Sometimes I use canisters to vacuum marinate meat. I just bought several of these heavy duty canisters off ebay 
TILIA FOODSAVER CANISTER SET - Made in the U.S.A.
but the attachment hose connection of my WESTON Vacuum Sealer isn't compatible to these tops, which are normally round on most canisters. As the photo shows this connection is cross shaped. Wish I had paid more attention as  I can't find anything on web/amazon on what adapter or even machine is needed for these tops. I'm new here so will search the forum's - (content looks awesome) any help much appreciated. Photo attached


----------



## daveomak (Aug 3, 2019)

You put the "seal a jar" adapter on top...  Place the white knob on vacuum....  seal... remove the jar adapter and turn to seal.....  If you are using something other than a "Food Saver"...  DO NOT PULL FULL VACUUM...  My Tilia food saver finally died after 30 years and I bought a Vac Master Pro and it pulled WAY more vacuum than the FS and cracked my containers...

 Jar lid sealer

....


----------



## rexster314 (Aug 3, 2019)

Yup, that style of canister requires a mason jar type adapter. Fits over the entire valve. You have to rotate the white dial to "vacuum" for it to work correctly


----------



## johnmeyer (Aug 3, 2019)

As mentioned by others, you want the canning jar adapter. Here is probably the item you need, although you should check that you can connect it to your model:

FoodSaver® Wide-Mouth Jar Sealer

I use this every day and actually use it more often than the plastic bags. The reason I use it so much is that it is designed to seal standard wide-mouth canning jars (as the name implies). This lets you use glass containers which, although breakable if you drop them, do not retain odor like plastic and are much easier to clean.
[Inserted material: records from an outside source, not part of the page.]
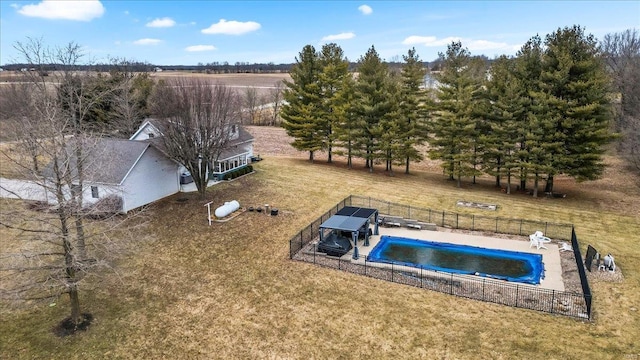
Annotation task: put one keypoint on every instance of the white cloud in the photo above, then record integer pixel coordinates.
(341, 36)
(147, 41)
(195, 48)
(429, 40)
(164, 22)
(484, 45)
(231, 27)
(65, 10)
(365, 9)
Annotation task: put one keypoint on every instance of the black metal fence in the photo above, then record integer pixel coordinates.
(465, 221)
(490, 290)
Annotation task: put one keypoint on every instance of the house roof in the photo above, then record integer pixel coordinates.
(106, 160)
(148, 122)
(231, 150)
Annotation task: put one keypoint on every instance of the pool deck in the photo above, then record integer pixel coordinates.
(550, 256)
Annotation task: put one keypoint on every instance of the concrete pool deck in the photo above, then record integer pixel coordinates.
(550, 256)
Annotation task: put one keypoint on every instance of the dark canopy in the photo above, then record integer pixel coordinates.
(349, 218)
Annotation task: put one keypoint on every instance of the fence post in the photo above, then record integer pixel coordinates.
(520, 232)
(451, 284)
(391, 272)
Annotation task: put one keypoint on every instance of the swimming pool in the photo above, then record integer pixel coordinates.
(459, 259)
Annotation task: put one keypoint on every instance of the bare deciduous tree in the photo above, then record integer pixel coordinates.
(252, 109)
(275, 98)
(198, 119)
(59, 247)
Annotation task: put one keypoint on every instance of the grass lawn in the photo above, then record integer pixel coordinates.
(230, 291)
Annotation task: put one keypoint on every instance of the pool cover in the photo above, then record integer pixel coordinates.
(459, 259)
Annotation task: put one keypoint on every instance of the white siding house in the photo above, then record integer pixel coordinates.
(130, 173)
(153, 177)
(238, 153)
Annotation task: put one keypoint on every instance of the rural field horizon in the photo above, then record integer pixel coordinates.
(189, 290)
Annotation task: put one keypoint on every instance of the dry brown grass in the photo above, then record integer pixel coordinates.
(230, 291)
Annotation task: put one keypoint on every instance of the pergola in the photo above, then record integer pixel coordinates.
(352, 219)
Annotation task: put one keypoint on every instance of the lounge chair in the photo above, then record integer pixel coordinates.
(565, 247)
(538, 240)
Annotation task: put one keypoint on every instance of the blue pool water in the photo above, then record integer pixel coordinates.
(459, 259)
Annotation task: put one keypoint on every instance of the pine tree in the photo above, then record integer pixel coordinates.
(527, 69)
(349, 125)
(505, 93)
(453, 123)
(576, 85)
(334, 71)
(302, 96)
(372, 103)
(412, 99)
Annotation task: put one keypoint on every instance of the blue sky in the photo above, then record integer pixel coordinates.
(192, 32)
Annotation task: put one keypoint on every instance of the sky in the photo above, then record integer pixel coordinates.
(191, 32)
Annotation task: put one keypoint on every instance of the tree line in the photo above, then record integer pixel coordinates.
(546, 111)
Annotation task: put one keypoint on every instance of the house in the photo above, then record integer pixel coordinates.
(238, 153)
(125, 174)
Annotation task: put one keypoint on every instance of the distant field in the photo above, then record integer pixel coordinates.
(229, 291)
(262, 82)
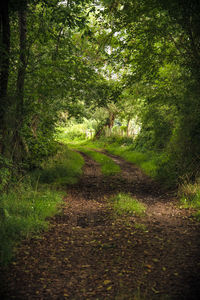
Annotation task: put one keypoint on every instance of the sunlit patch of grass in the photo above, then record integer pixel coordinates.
(24, 212)
(125, 204)
(140, 226)
(62, 169)
(189, 194)
(108, 166)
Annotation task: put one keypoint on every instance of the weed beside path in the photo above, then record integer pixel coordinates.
(92, 253)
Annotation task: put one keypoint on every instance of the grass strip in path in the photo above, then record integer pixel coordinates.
(108, 166)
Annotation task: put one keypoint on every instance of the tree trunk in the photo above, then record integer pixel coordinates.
(4, 65)
(22, 63)
(18, 145)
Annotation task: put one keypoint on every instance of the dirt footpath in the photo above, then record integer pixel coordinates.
(89, 253)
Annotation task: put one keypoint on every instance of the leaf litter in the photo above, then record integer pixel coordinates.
(89, 253)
We just had leftover chili tonight that we stored in several of these mason jars, and the red from the spices and chilies washed off instantly, without staining.
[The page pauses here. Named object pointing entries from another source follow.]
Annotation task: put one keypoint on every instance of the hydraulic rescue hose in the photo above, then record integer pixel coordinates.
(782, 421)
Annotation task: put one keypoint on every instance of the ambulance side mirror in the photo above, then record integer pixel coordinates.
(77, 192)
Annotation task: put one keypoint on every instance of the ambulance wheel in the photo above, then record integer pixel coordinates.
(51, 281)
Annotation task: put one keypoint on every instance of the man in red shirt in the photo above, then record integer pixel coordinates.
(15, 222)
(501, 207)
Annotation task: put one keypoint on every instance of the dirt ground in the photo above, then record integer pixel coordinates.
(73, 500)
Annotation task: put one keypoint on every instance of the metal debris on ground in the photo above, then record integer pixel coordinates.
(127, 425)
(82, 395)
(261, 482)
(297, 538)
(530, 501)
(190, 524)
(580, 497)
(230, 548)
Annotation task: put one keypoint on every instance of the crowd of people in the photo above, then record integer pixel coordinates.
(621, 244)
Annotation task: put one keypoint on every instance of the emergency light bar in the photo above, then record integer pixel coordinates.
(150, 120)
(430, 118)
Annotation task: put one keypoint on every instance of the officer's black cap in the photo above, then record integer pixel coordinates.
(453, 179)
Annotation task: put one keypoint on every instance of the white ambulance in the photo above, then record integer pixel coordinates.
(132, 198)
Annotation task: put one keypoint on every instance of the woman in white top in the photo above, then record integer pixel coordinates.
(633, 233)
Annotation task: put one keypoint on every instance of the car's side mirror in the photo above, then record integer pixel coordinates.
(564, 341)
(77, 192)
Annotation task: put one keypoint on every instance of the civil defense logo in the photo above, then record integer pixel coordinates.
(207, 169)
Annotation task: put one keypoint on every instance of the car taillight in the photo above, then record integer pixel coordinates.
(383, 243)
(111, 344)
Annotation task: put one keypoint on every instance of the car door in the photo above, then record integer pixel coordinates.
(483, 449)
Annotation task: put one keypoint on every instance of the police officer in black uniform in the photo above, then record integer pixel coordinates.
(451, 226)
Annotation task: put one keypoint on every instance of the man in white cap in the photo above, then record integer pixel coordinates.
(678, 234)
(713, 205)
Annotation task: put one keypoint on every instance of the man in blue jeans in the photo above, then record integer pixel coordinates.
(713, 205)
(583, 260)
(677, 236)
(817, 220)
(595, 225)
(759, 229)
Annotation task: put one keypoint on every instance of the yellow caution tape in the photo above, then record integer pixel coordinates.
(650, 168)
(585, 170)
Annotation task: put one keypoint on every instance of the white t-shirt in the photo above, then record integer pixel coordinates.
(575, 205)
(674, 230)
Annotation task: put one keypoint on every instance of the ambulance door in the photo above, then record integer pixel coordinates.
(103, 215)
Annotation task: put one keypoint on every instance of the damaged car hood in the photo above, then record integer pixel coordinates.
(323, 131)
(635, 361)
We can keep soups and other mostly-liquid leftovers in these jars for 1-2 months, in the fridge. In over a quarter century, I don't think I've ever had to throw out anything we stored in these.


----------



## TLG123 (Sep 19, 2019)

Bravo..Finally the solution!!! Thanks so much...and I already have several of these, so my bad for thinking there's a some mysterious port connection. 
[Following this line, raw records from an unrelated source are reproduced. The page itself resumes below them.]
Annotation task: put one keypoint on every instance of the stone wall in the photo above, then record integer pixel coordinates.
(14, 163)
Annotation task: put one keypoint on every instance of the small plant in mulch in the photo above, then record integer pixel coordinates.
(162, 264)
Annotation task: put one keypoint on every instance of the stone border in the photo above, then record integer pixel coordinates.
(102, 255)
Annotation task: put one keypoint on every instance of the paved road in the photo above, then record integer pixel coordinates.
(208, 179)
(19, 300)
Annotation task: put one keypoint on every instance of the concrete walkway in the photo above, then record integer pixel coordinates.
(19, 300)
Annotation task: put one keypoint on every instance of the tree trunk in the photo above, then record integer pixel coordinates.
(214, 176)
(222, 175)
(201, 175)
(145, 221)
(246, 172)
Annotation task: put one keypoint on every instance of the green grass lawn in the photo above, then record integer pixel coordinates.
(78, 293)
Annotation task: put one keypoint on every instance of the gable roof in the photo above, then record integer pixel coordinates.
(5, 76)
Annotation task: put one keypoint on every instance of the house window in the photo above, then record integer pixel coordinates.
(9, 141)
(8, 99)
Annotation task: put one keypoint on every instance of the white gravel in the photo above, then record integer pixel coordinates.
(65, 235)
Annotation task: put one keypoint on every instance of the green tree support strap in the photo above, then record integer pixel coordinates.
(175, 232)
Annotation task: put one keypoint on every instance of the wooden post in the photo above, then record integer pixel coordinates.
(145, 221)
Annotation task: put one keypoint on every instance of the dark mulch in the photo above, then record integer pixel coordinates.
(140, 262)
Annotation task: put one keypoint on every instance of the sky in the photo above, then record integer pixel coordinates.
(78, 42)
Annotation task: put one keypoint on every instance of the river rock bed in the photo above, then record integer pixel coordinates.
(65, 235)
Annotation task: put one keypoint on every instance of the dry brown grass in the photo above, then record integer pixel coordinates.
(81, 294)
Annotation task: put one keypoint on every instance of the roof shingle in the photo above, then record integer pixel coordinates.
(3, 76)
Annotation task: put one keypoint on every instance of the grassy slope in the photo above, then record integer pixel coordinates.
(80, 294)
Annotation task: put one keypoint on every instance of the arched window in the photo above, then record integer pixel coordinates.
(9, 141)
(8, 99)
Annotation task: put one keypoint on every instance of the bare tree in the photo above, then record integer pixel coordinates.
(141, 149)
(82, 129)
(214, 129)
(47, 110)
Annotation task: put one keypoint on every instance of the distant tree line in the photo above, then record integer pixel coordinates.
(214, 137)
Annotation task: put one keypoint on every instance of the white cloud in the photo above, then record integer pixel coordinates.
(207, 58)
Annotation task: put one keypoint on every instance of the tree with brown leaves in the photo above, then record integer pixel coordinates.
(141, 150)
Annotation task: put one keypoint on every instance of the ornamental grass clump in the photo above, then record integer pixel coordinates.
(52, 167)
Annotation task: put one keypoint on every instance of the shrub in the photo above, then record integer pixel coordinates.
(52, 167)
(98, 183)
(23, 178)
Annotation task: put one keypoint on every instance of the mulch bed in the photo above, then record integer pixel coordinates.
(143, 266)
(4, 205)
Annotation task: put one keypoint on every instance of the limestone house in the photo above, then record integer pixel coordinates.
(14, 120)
These lids go with big 6 and 8 qt canisters I bought which I hope is great for salad. I don't see similar sized vacuum containers for sale anywhere, and will have to see how it works out for salad, flour, rice etc. They seem sturdy, hopefully keeps a seal for a while.

Was on phone w/Foodsaver for +20 min and explained (in detail) what I was looking for, but they could not figure it out and sent me some hose w/green connector that's useless....thank god I found this place.


----------